Мишель горько рассмеялся.

– Зато на Кавказе есть племена, которые никаких законов не придерживаются.

– Но мы же не можем предположить, что они захватят Россию? – возразил Пётр. – Они будут бесчинствовать, и рано или поздно генерал Ермолов или его преемники восстановят там порядок.

Поэт горько усмехнулся.

– Ну, почему же мы не можем этого предположить? Тем более что мы с вами художники – в высоком смысле слова. Я не претендую на звание живописца, но и я художник слова. И почему же мы с вами не можем хотя бы мысленно нарисовать себе картину: разбойники захватывают Россию – Москву, Петербург, Самару… Я не думаю, что они смогут надолго удержаться, но залить её кровью смогут!

– Да в том, что смогли бы – я не сомневаюсь. Но кто бы им позволил?! – воскликнул Пётр.

– А кто позволил разбойничать Стеньке Разину и Емельке Пугачёву?

Потом разговор зашёл на другую тему. Лермонтов поинтересовался, как ему учится в Академии, как к нему относятся товарищи, учителя.

– Академия художеств – самое родное для меня место. Но рисовать натюрморты, гипсовые головы надоело смертельно! Хочется рисовать живое! Живых людей, живую природу, – сказал Пётр, делая мазок на его портрете…


Пока однокурсники Петра рисовали гипсовые головы, отмучившись после недавних натюрмортов, он исподволь становился модным портретистом. Заказов было много, и теперь он мог себя обеспечивать. Пётр был не только талантлив, но и трудолюбив.

Портрет Лермонтова поражал естественностью и игрой света и тени.  В нём угадывался характер и настроение. Живые глаза поэта смотрели с какой-то грустью.

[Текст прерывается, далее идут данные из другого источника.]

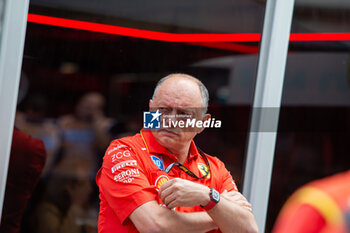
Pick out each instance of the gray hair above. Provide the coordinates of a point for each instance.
(202, 88)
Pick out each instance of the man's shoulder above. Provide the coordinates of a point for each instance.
(133, 141)
(214, 160)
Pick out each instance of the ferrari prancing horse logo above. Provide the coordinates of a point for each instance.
(204, 169)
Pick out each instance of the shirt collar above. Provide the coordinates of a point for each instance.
(154, 147)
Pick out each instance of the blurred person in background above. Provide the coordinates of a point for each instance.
(86, 132)
(27, 161)
(321, 206)
(65, 207)
(33, 121)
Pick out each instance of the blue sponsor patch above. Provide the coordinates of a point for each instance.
(157, 162)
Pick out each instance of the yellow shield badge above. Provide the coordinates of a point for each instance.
(204, 169)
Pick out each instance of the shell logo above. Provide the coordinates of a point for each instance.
(160, 181)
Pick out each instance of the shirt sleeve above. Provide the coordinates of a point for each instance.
(123, 182)
(226, 180)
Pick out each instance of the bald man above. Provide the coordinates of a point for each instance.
(159, 181)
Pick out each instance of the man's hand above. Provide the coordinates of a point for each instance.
(237, 198)
(180, 192)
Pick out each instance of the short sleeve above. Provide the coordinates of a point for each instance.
(123, 182)
(226, 179)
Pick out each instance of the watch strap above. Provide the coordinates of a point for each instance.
(213, 200)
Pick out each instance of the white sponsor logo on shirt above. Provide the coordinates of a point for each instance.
(120, 155)
(127, 163)
(127, 176)
(116, 148)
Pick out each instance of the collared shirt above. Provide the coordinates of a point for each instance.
(132, 173)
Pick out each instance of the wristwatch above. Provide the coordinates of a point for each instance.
(214, 199)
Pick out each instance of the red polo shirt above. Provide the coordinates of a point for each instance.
(132, 173)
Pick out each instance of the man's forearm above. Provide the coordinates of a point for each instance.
(189, 222)
(150, 217)
(230, 217)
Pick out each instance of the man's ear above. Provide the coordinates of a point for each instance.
(207, 116)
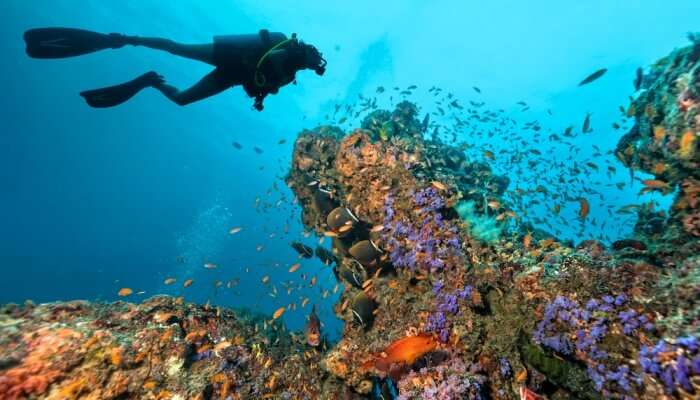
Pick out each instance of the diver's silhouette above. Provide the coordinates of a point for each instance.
(262, 63)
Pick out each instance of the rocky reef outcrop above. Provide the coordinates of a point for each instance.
(429, 249)
(448, 293)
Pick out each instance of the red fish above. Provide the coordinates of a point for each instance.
(313, 329)
(404, 352)
(527, 394)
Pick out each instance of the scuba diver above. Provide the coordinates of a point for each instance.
(261, 63)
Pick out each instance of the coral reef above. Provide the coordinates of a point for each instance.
(447, 292)
(160, 349)
(511, 308)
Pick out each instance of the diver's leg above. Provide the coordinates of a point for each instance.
(199, 52)
(213, 83)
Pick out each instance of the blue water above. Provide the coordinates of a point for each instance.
(95, 200)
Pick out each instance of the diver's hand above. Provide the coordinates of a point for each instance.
(153, 78)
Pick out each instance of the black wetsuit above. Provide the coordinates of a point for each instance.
(237, 56)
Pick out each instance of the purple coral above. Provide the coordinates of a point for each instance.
(426, 242)
(567, 326)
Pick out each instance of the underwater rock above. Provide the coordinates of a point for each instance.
(138, 351)
(456, 264)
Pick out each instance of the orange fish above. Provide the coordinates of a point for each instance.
(686, 144)
(313, 329)
(405, 351)
(659, 168)
(527, 240)
(659, 133)
(527, 394)
(584, 209)
(655, 184)
(278, 313)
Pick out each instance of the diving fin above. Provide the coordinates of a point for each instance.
(118, 94)
(69, 42)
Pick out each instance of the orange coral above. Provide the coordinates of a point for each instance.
(42, 365)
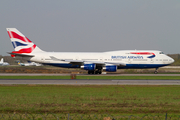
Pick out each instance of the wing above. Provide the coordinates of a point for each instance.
(21, 55)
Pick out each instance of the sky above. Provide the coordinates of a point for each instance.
(93, 25)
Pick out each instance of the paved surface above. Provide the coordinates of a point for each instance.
(94, 82)
(32, 74)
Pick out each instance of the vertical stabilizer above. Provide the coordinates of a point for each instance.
(21, 44)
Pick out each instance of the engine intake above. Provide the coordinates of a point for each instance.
(89, 67)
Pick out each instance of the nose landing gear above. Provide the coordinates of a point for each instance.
(95, 71)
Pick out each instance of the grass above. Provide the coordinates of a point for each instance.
(90, 99)
(96, 77)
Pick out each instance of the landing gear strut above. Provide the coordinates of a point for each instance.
(156, 71)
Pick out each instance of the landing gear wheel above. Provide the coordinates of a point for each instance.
(155, 72)
(96, 72)
(90, 72)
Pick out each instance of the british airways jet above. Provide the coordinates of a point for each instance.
(93, 62)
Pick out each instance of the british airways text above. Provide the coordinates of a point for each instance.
(126, 57)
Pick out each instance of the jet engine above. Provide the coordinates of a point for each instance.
(89, 67)
(110, 68)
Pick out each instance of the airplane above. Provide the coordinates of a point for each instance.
(93, 62)
(2, 63)
(29, 63)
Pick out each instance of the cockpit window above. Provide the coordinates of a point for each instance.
(161, 53)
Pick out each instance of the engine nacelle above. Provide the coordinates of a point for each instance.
(89, 67)
(110, 68)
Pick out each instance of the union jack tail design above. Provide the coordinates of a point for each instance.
(21, 44)
(145, 53)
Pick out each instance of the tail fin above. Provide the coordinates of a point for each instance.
(21, 43)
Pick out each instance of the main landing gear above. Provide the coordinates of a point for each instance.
(94, 71)
(156, 71)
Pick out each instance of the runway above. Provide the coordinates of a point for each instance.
(92, 82)
(44, 74)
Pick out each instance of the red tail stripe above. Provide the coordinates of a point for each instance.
(143, 53)
(26, 50)
(15, 35)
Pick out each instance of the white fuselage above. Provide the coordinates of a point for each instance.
(115, 57)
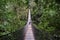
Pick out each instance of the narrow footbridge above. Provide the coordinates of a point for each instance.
(28, 30)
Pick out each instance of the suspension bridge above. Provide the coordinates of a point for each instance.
(28, 30)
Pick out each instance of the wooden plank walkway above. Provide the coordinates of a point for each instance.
(29, 33)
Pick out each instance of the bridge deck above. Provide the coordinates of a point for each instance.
(29, 33)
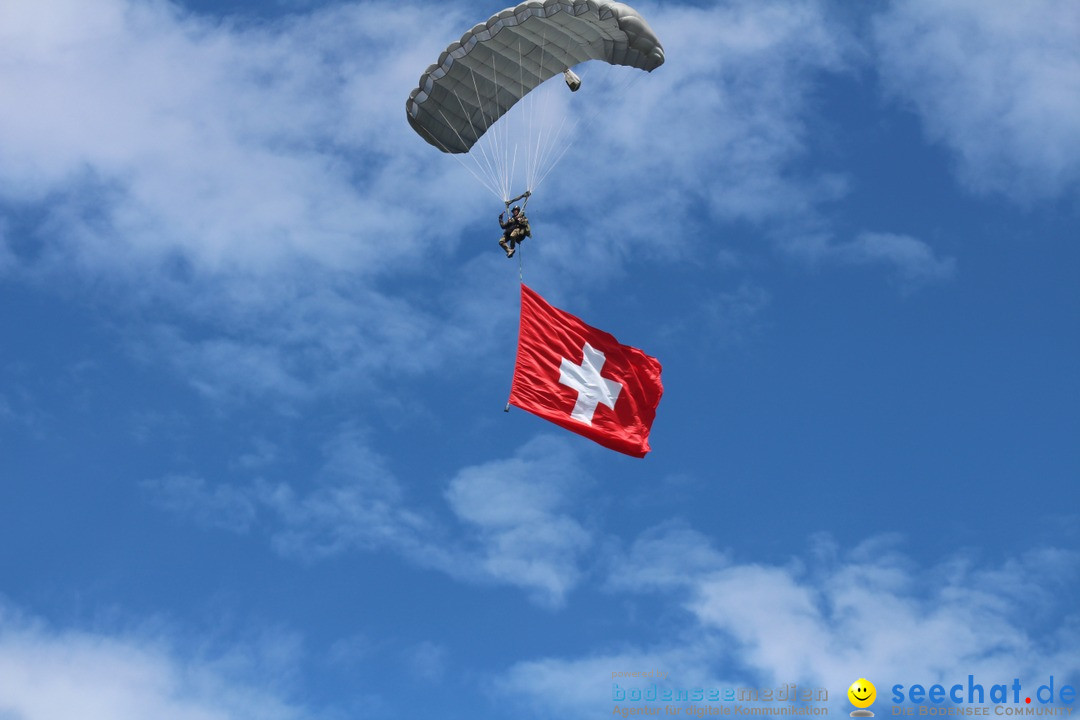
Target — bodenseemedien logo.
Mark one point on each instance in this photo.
(862, 693)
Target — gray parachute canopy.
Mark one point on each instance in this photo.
(497, 63)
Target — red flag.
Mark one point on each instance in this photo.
(583, 379)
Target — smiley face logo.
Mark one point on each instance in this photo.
(862, 693)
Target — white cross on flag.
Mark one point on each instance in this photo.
(583, 379)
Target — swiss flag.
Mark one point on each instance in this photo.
(583, 379)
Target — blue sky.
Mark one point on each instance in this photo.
(256, 337)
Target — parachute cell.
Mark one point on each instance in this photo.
(477, 79)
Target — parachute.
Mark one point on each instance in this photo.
(498, 63)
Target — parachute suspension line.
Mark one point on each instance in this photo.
(493, 161)
(586, 123)
(537, 137)
(483, 178)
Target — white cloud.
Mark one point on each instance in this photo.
(517, 512)
(48, 674)
(998, 83)
(822, 621)
(514, 519)
(224, 506)
(913, 260)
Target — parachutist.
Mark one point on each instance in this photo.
(572, 81)
(515, 229)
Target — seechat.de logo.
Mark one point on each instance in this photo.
(862, 693)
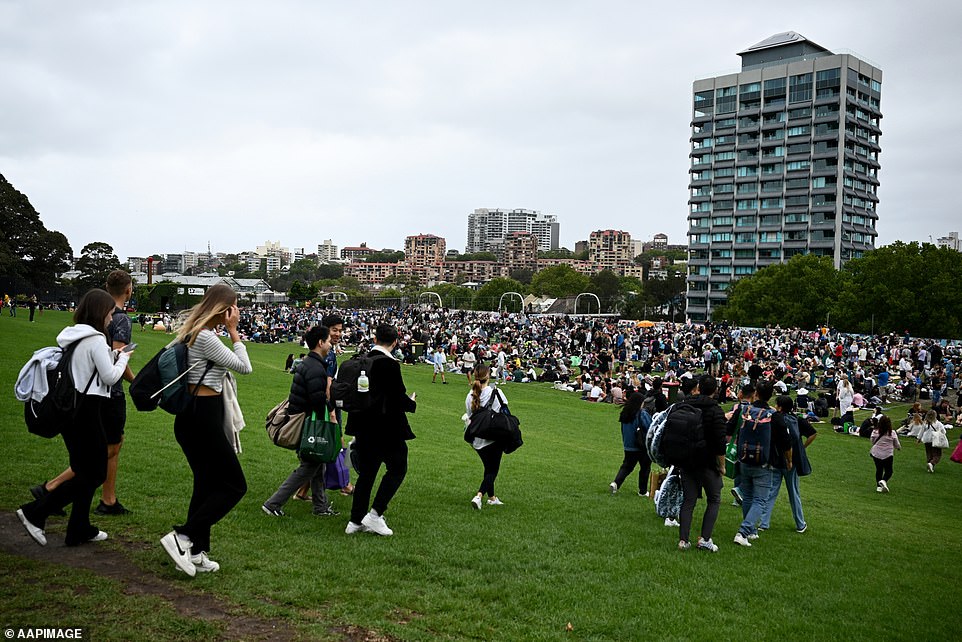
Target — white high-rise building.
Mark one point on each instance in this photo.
(326, 251)
(951, 241)
(488, 229)
(784, 161)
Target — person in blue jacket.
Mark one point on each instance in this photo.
(632, 416)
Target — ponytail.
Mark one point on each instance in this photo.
(481, 375)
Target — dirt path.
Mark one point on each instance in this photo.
(113, 564)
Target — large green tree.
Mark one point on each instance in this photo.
(452, 295)
(607, 287)
(899, 287)
(488, 297)
(559, 281)
(28, 250)
(96, 261)
(799, 293)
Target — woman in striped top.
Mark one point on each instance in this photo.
(219, 482)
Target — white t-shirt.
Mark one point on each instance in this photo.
(486, 393)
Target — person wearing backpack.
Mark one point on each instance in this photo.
(488, 450)
(120, 287)
(759, 440)
(381, 434)
(655, 400)
(219, 482)
(92, 363)
(635, 421)
(705, 467)
(802, 435)
(308, 395)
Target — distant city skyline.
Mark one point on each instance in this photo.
(147, 125)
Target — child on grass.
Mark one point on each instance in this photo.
(885, 442)
(934, 438)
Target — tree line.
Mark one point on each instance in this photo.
(902, 288)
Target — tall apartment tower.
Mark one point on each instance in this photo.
(489, 228)
(784, 161)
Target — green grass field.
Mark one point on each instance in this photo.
(562, 549)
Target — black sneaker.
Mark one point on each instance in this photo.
(327, 512)
(39, 492)
(111, 509)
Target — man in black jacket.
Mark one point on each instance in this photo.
(706, 469)
(308, 394)
(381, 435)
(756, 479)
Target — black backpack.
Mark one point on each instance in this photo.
(49, 416)
(163, 381)
(683, 436)
(501, 426)
(650, 405)
(641, 432)
(344, 391)
(821, 407)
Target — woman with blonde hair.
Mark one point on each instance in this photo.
(845, 394)
(934, 438)
(489, 451)
(219, 482)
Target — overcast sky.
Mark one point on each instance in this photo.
(157, 126)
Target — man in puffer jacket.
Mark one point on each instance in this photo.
(707, 467)
(308, 394)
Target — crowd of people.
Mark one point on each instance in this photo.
(729, 374)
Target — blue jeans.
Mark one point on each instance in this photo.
(756, 484)
(794, 498)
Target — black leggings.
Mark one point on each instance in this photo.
(219, 482)
(883, 468)
(491, 458)
(635, 458)
(87, 448)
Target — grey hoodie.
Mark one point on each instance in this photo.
(93, 355)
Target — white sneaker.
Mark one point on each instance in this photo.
(355, 528)
(376, 524)
(36, 533)
(203, 564)
(707, 545)
(178, 547)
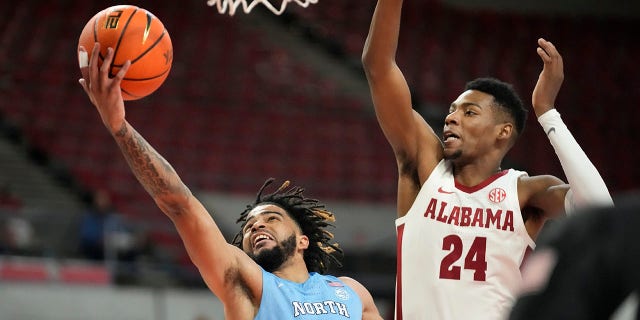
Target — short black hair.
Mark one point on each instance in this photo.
(505, 96)
(312, 218)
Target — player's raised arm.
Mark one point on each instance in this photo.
(417, 148)
(586, 186)
(220, 263)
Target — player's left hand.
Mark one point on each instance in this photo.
(550, 79)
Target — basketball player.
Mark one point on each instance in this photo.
(465, 223)
(273, 269)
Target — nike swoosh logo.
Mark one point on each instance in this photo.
(443, 191)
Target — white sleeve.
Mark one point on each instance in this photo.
(587, 186)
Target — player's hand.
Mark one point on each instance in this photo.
(103, 91)
(550, 79)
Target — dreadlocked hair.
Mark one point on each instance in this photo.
(312, 218)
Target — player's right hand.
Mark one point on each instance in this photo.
(103, 91)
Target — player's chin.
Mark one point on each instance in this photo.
(452, 154)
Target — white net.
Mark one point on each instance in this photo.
(230, 6)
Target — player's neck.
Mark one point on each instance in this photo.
(472, 174)
(294, 270)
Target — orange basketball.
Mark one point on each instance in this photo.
(134, 34)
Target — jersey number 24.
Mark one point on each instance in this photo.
(474, 259)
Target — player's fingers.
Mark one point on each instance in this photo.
(106, 64)
(93, 66)
(83, 62)
(543, 55)
(122, 72)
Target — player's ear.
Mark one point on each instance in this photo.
(303, 242)
(505, 131)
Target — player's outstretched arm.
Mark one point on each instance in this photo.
(403, 128)
(416, 147)
(586, 185)
(204, 242)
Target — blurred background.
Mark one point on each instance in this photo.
(255, 96)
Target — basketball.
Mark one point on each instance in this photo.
(137, 35)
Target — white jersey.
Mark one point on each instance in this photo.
(460, 248)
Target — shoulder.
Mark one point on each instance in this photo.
(369, 308)
(356, 286)
(539, 183)
(543, 192)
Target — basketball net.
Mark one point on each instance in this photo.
(231, 6)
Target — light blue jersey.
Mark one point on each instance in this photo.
(320, 297)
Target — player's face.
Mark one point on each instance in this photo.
(270, 236)
(470, 126)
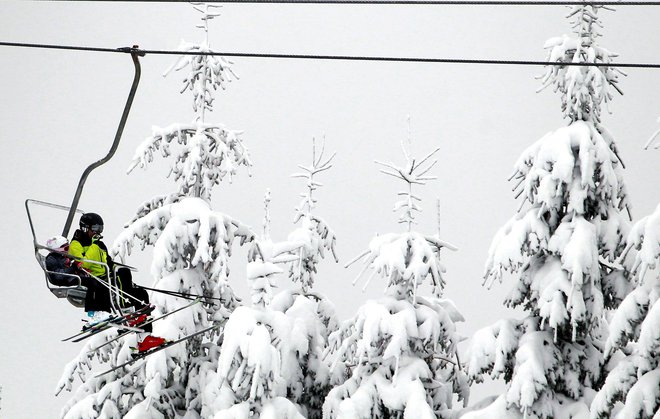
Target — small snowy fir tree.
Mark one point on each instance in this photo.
(258, 352)
(562, 246)
(634, 341)
(270, 361)
(311, 314)
(192, 244)
(398, 356)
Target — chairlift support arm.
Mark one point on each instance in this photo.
(120, 129)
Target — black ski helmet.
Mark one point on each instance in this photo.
(91, 221)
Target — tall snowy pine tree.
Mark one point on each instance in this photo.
(192, 244)
(398, 356)
(634, 341)
(562, 246)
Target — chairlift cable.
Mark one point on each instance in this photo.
(418, 2)
(334, 57)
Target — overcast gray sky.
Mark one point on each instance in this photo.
(59, 112)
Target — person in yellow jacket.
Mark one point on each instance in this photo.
(87, 246)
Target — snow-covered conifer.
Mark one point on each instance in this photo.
(654, 141)
(634, 340)
(192, 244)
(312, 315)
(398, 356)
(270, 359)
(562, 245)
(258, 352)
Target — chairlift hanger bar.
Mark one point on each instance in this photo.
(412, 2)
(142, 52)
(120, 129)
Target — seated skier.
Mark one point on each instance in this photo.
(87, 245)
(61, 270)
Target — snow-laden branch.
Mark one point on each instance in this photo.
(413, 173)
(184, 234)
(207, 74)
(583, 88)
(405, 261)
(203, 155)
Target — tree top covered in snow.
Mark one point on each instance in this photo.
(583, 88)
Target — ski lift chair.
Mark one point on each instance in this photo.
(74, 294)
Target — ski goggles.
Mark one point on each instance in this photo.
(96, 228)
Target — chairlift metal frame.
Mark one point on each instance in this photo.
(76, 294)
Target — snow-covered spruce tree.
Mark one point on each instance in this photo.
(192, 244)
(270, 360)
(312, 315)
(258, 352)
(634, 340)
(561, 246)
(398, 356)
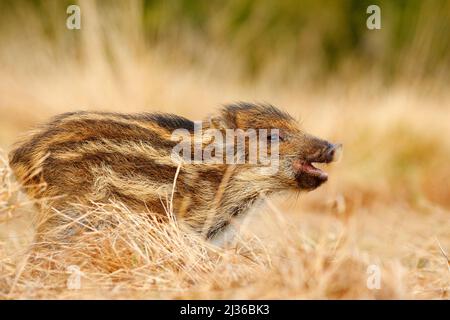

Василий Андреевич Жуковский продолжал свой рассказ:


– Много лет спустя, когда исследователей заинтересовала эта встреча двух необыкновенных людей, обратили внимание на то, что через некоторое время после неё Лермонтов создал поэму «Мцыри», и усмотрели некое сходство между реальным Захаровым и героем лермонтовской поэмы. Да ведь это же и так на поверхности лежит – чего тут присматриваться-то! Но почему-то никому не пришло в голову, что ещё задолго до этой встречи Лермонтова заинтересовал образ Демона. Это было некое существо, отверженное всеми, которое попыталось однажды выразить себя в одном прекрасном поступке и потерпело жестокое поражение. Любовь, которую испытал Демон, оказалась губительна для того, на кого он её направил. Лучше бы он не любил – тогда бы не принёс зла!..

Уже позже, когда Лермонтов и Захаров расстались, события в жизни Петра развивались так: он встретил девушку, которую полюбил. Она была очень хороша собой, красива какою-то утонченной красотой, привлекательна духовностью всего своего облика. Её едва заметная меланхоличность вполне соответствовала благоразумию, а она была удивительно благоразумна, что также вполне пристало добропорядочной девушке. Впрочем, когда мы влюбляемся, нам кажется, что нашему предмету всё пристало…

Но счастья у них не получилось. Болезнь лёгких, от которой страдал Захаров, передалось его жене, и та умерла от скоротечной чахотки. Трагизм жизни Захарова в том-то и состоял, что он стремился к счастью, стремился к любви, но какой-то Злой Рок тяготел над ним. Вскоре после смерти жены умер и он. Ему было тридцать лет. Конечно, лермонтовский Демон, – это носитель Зла и Ненависти, и в этом смысле ничего общего не имеет с нашим Захаровым. Но у Демона была и другая черта: даже если он и хотел что-то сделать хорошее, то некие Внешние Силы не позволяли ему совершить это. И в этом трагизм Демона. В этом же я усматриваю трагизм и Захарова…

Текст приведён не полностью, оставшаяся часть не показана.